The school setting is subject to a number of barriers in implementing sustainable obesity prevention programs31–33 with programs requiring infrastructure and resources that may well not exist in poor schools. It is also clear that there is a need to develop our understanding of the multiple, interactive and cumulative obesogenic influences on primary school pupils within the “obesity system”. Recognizing and addressing this complexity highlights that schools “definitely cannot counteract all the stressors and tensions originating in other life spheres such as unfavorable economic conditions, dysfunctional families or lack of supportive friends”34 and “that schools are only one component and probably quite small in their influence in altering a person’s health status”.35


Given these reservations, a number of recommendations can be made regarding obesity prevention in primary schools, not least of these is the need to develop the evidence base. Achieving change is hampered by a lack of robust scientific evidence about how to intervene effectively in ways that reduce, rather than exacerbate, health inequalities.36 Systematic reviews have highlighted the need for improved evaluation designs that draw on mixed methods in particular (e.g., Norton et al).37 There is also a need to increase the number of comparative studies outside Europe and North America, in countries where problems of undernutrition still exist but where obesity is rapidly emerging.38,39


Study methods also require development, with a need to develop standardized self-report measures and to assess their relationship to changes in BMI in large-scale trials. Indeed, the measurement of obesity in children continues to be controversial, with epidemiological evidence demonstrating that measures of BMI are sensitive to population differences in age of puberty40 and height.41,42 More worrisome is the potential bias in the error in weight-based measures, as evidence indicates that effectiveness differs based on the outcome used. It also noted that a number of systematic reviews to date have not provided information on costs or cost–effectiveness, 35,43 presumably because this was not addressed in the primary studies.
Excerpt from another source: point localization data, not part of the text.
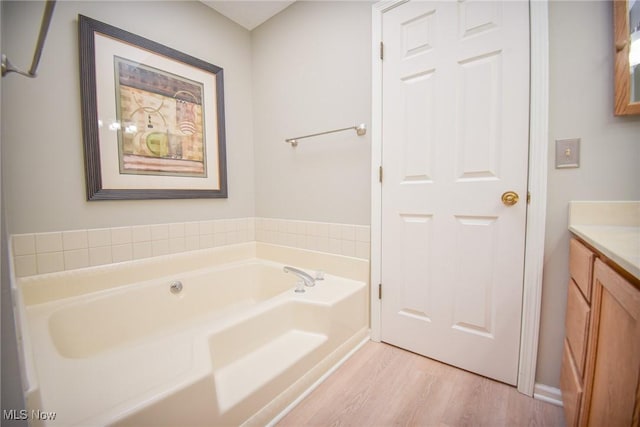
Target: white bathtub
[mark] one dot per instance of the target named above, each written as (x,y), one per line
(235,346)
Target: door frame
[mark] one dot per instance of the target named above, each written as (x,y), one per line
(536,183)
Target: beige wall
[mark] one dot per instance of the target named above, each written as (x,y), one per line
(311,73)
(44,180)
(581,105)
(305,70)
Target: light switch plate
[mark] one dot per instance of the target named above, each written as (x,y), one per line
(567,153)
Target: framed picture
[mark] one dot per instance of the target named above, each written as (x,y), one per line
(152,118)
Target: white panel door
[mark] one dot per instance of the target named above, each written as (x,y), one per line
(454,139)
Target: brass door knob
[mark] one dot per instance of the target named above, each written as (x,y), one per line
(510,198)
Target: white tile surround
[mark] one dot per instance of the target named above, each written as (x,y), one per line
(40,253)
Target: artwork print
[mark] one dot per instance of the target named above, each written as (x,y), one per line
(153,122)
(161,122)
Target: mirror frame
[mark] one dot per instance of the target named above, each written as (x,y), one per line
(622,92)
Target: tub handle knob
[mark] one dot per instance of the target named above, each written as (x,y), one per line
(176,287)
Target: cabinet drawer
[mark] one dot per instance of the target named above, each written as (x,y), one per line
(571,386)
(577,325)
(581,267)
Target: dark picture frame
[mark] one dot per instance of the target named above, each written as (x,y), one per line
(152,118)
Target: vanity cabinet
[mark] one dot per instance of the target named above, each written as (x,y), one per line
(600,377)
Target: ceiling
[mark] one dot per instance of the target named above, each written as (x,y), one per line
(249,14)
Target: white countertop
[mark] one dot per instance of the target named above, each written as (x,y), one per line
(613,228)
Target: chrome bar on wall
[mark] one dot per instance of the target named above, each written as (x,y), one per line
(7,67)
(360,129)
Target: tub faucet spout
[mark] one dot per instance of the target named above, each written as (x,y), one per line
(308,280)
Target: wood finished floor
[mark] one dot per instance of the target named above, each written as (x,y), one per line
(382,385)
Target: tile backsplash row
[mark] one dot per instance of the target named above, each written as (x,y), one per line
(39,253)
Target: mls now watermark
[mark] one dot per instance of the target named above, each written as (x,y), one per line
(23,414)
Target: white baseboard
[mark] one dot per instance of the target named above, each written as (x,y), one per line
(547,394)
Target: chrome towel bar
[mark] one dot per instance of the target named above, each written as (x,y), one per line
(360,129)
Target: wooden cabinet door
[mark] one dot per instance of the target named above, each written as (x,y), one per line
(613,389)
Given this lack of evidence, a number of tentative suggestions for future policy can be made. Even though there has been a tendency for initiatives to focus on single risk behaviors,14,44,45 emerging evidence indicates that such behaviors cluster, suggesting a need for complex interventions to address multiple behaviors simultaneously. It has also been argued that “a multifaceted approach is likely to be most effective, combining a classroom program with changes to the school ethos and/or environment and/or with family/community involvement”.46 The importance of such multi-factorial interventions was clearly set out in the 1986 Ottawa Charter and was reiterated in the WHO’s more recent Bangkok Charter in 2005.47 While providing the impetus for a growth in settings-based interventions, many such interventions have been criticized for focusing on the most accessible setting and groups and for conceptualizing setting as a channel of delivery rather than a dynamic context that both shapes and is shaped by those within it.48


This is compounded by a lack of understanding of the interactive effect of interventions, both within and across such contexts. Indeed, a recently published synthesis of evidence indicated mixed evidence of effectiveness and concluded that “there is a lack of evidence on all the elements that contribute to an effective health promotion program or to the health promoting schools approach as a whole”.49 This suggests that mono-behavior interventions that fail to address behavioral contexts are unlikely to reduce health inequalities or develop sustainable health improvement. Evaluating such an approach highlights particular challenges relating to causal attributions of effects and the time required for intervention implementation. Such an approach may require long-term evaluation designs that address the intervention as a complex adaptive system. As Hawe et al50 state, there is a need to reverse current custom and to begin to theorize about “complex systems and how the health problem or phenomena of interest is recurrently produced by that system”.